Critics’ Picks

View of Vivian Suter's “Tintin's Sofa,” 2020.

View of Vivian Suter's “Tintin's Sofa,” 2020.


Vivian Suter

Camden Art Centre
Arkwright Road
January 17–April 5, 2020

After her studio in Panajachel, Guatemala, was destroyed by Hurricane Stan in 2005, Vivian Suter began adapting her painting practice to her temperamental environment. She started painting large abstract washes of color outdoors, leaving the unstretched canvases to dry in the jungles near Lake Atitlán. Pigment, house paint, fish glue, rainwater, leaves, mud, and errant marks left by plant and animal life combine to form energetic compositions inspired and manipulated by nature.

For “Tintin’s Sofa,” the Swiss Argentine artist’s latest exhibition at Camden Arts Centre, scores of these paintings hang in an improvised arrangement, obscuring the gallery architecture with dense canopies of canvas. Nearly two hundred untitled works appear overhead, on walls, in clusters at the center of the room, or staggered across entranceways so that visitors must pass through them. Some hang in tight succession from large racks, like outfits in a walk-in closet. Some are buried in piles laid out around the floor. Others hang outside in Camden Arts Centre’s garden. The paintings themselves depict swirling leaf- and shell-like forms in black, orange, and clay red, or hazy pools of blue, beige, and aquamarine. Others verge on the representational: what might be a Matisse-inspired still life or a brushed outline of Suter’s dog (after whom the show is named).

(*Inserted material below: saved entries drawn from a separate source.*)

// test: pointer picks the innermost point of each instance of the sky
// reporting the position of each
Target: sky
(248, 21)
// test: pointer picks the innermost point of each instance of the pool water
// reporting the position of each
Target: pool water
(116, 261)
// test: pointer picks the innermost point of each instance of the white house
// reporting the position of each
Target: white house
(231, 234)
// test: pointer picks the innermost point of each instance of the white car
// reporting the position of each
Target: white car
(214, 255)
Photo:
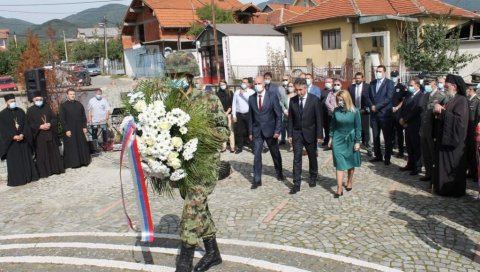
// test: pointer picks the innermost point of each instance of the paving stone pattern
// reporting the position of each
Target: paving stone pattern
(389, 218)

Despite its blooming excess, the exhibition is rooted in subtle tension. Surrounded by these canvases, one feels their obdurate weight, gravity, and dangling frayed ends (inseparable from the thought of Suter painting them between downpours and dragging them across wet earth). Yet the artist’s splattered, hasty brushwork imbues her forms with a sense of motion. Some rise like vapor, while one swampy color field, thick with teal and grass-green paint, percolates like a petri dish. As a single composition, “Tintin’s Sofa” describes painting as a kind of refuge, an act of shelter-making as the storm rages on.